Additional privacy statements, confidentiality agreements or non disclosure agreements will be drafted upon request. Softgate gmbh explicitely excludes any liquidated damages or global contractual penalty clause. Softgate gmbh is liable according to the terms of liability of these terms and conditions as well as according to legal liability terms, as long as these were not effectively waived.
12. Naming of customers
softgate gmbh is entitled to use the customer’s name on the homepage or in company’s brochures as is customary in this line of business. The naming only includes the customer’s name and principal office. Any details of the contract will not be mentioned. However the naming of the customer can be assigned to a business area of softgate gmbh. The customer is entitled to contradict this practise for the future. A reference customer agreement explicitely needs specific arrangements.
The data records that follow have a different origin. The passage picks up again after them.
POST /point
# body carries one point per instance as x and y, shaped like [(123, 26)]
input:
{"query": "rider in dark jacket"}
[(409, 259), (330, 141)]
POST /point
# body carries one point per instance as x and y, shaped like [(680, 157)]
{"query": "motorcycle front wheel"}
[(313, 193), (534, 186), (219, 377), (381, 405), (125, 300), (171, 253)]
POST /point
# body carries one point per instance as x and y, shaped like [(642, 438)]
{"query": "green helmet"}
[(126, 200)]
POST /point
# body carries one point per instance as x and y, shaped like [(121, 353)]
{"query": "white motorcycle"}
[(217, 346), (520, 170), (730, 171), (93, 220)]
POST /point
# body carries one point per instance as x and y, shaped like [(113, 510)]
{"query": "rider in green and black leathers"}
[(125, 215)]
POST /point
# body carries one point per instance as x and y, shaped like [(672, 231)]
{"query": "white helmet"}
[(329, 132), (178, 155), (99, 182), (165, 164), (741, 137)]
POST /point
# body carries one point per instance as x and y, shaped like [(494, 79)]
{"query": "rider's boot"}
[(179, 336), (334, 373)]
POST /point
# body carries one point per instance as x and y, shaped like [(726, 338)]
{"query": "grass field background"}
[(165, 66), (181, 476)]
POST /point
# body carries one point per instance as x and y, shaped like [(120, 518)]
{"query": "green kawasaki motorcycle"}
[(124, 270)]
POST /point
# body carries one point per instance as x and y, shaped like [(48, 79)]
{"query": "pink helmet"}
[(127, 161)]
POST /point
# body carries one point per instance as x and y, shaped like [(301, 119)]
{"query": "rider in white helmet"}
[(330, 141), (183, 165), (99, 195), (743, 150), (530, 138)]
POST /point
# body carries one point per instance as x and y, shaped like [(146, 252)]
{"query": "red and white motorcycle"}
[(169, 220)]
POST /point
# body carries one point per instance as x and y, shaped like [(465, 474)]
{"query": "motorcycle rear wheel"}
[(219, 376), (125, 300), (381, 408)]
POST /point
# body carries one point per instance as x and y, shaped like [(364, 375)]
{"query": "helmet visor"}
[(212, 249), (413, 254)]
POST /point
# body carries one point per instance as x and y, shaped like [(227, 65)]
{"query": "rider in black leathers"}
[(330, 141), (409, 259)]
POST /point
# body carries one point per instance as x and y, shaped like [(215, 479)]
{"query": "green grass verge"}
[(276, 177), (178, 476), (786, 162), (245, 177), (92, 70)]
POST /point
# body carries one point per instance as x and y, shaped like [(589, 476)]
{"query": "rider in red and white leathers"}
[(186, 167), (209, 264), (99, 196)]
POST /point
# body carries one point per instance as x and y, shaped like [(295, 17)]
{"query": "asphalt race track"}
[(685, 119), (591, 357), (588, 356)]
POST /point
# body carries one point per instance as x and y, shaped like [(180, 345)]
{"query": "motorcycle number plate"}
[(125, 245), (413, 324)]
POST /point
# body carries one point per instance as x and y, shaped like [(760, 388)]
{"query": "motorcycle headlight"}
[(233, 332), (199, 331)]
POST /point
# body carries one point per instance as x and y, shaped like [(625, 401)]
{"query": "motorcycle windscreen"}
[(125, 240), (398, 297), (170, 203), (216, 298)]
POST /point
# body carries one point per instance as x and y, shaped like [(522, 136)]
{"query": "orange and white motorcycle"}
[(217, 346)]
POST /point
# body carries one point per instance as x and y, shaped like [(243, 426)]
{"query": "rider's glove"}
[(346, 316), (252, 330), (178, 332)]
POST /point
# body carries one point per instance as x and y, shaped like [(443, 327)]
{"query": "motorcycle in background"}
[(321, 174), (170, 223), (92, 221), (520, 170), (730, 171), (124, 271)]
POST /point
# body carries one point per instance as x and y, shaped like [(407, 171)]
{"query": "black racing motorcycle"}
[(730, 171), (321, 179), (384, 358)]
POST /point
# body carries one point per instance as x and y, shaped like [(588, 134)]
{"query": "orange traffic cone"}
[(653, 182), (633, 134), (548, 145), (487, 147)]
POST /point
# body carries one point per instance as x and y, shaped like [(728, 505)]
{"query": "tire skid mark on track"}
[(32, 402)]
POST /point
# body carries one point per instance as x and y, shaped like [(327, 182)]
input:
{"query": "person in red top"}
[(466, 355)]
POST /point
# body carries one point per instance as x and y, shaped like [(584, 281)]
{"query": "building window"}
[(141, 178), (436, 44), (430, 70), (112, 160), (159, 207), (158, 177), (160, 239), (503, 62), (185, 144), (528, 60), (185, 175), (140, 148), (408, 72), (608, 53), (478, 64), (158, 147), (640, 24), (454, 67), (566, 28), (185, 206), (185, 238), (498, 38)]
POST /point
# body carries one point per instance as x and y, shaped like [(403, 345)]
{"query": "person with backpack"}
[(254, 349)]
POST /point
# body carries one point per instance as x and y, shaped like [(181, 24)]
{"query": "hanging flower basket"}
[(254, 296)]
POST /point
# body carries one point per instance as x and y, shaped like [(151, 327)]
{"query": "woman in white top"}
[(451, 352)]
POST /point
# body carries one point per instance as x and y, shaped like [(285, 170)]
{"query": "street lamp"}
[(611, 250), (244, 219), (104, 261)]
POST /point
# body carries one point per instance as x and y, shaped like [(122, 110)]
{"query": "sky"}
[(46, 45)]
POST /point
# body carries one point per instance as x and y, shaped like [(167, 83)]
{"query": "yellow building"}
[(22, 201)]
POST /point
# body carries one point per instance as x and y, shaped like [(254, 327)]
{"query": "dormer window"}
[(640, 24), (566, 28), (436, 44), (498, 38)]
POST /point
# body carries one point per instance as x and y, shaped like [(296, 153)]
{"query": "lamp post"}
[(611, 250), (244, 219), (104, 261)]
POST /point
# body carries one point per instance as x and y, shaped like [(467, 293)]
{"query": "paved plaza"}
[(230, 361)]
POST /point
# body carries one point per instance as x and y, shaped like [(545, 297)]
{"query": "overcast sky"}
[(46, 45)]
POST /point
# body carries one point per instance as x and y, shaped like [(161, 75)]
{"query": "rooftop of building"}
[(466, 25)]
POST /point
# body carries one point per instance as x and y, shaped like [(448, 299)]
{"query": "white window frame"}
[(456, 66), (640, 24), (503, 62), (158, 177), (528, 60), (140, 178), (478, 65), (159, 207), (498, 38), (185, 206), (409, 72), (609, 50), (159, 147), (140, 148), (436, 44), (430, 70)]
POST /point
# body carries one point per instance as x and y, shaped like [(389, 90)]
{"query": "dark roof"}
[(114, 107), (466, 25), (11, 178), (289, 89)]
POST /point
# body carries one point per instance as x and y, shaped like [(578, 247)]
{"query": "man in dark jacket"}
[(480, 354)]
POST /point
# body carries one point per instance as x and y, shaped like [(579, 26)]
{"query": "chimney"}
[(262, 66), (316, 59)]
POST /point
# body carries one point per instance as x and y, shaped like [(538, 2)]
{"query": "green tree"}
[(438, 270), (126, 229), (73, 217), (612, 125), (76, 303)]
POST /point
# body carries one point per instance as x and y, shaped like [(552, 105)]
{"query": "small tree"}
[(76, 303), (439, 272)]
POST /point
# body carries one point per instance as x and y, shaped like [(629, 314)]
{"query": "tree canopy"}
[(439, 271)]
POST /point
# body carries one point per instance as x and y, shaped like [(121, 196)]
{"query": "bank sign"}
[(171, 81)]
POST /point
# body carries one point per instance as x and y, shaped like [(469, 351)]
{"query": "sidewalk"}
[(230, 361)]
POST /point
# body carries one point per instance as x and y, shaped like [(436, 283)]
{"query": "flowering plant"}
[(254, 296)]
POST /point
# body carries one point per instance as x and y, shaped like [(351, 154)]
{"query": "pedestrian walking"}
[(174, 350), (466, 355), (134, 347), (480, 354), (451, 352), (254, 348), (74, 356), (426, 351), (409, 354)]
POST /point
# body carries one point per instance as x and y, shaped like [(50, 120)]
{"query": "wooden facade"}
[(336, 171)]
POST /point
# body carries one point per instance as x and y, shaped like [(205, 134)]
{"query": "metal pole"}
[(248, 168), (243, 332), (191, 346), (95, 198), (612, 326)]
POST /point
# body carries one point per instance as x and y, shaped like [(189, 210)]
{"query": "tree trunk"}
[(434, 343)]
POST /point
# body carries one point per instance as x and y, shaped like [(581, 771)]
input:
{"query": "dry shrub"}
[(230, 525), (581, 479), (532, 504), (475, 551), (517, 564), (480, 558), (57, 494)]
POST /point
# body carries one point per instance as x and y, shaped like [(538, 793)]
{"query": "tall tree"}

13. Place of performance, place of competent jurisdiction, applicable law
Place of performance is Erlangen. According §§ 38 ff ZPO (German Code of legal procedure) Nuremberg is place of competent jurisdiction. The contractual relationship is governed by the laws of the Federal Republic of Germany except for the rules of conflict of laws. The application of the Convention for the International Sales of Goods (CISG) is expressly excluded.
14. Severability clause
If a specific provision of these General Terms and Conditions of softgate gmbh is or becomes invalid, the remaining provisions shall remain valid and shall be interpreted and amended in a way that the intended economic purpose is obtained in a legally valid way. The same applies for loopholes that may occur.
It is to be understood, that the English version of the terms & condition of softgate gmbh are a service for our English-speaking customers only. Due to legal distinctions the English translation can only provide a basis of information. In case of conflict and/or litigation only the German version applies.